There are men of good will and reasonable mind on both sides, men such as Mr.David Bleakley, Minister for Communal Relations and a member of the Northern Ireland cabinet.
This Protestant Socialist told me “Mine is the newest Ministry. It should have been the oldest. My post exists by a personal act of Prime Minister Brian Faulkner which as born of desperation. We are fundamentally two tribes, one of them broadly Scottish Protestant, the other Catholic Irish. One tribe wants to weep on the shoulder of Dublin and the other on the shoulder of Westminster. Neither wants us. We are on our own. In Dublin I was asked `Why should we take on a million and a half mad Irishmen?’ and why should London or Westminster take us in? We can’t behave ourselves.”
He added; ” I am a short term pessimist and a long term optimist. I am getting supper across the religious spectrum. I must hope it is possible to build a society free from tribalism”.
But in Belfast people are condemned to tribalism from birth because of sectarianism. The Rev.Ian Paisley alarmed because the Catholic school population equals the Protestant though Catholics are only 1/3 of the population, has urged Protestants to produce more children as a patriotic duty. The Catholics didn’t need urging; it is part of their Faith.
I left Northern Ireland in a state of deep depression and on this fiftieth anniversary the only men there to whom I am prepared to lift an anniversary hat, apart from the sadly scant scattering of Bleakleys, are those incredibly patient, courageous and suffering the English, Scottish and welsh soldiers.

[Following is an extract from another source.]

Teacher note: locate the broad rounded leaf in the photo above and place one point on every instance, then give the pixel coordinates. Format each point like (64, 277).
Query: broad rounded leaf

If the British soldier is not to be stationed in Ulster for another half-century, if his patience and that of the British people lasts that long, there must, in my view, be these progressive steps towards 20th century reality by all the people of Northern Ireland.
– An end of the baring of backsides to each other and the burning of all sashes, Orange and Green.
– An end to religious segregation in education by taking religion out of the schools. Perhaps if children can play together they can one day even pray together.
– A re-united Ireland on a federal basis which would enable the fears, and there are real and justified ones of the Northern Protestant community, to be set at rest, and the return of Southern Ireland to the British Commonwealth in the creation of which Irishmen, North and South, played a great part. The surrender of sovereignty would be much less than that which Dublin is prepared to face to join the Common Market.
Maybe then I’ll be able to find out just where in Harrybrooke Street my mother and father lived.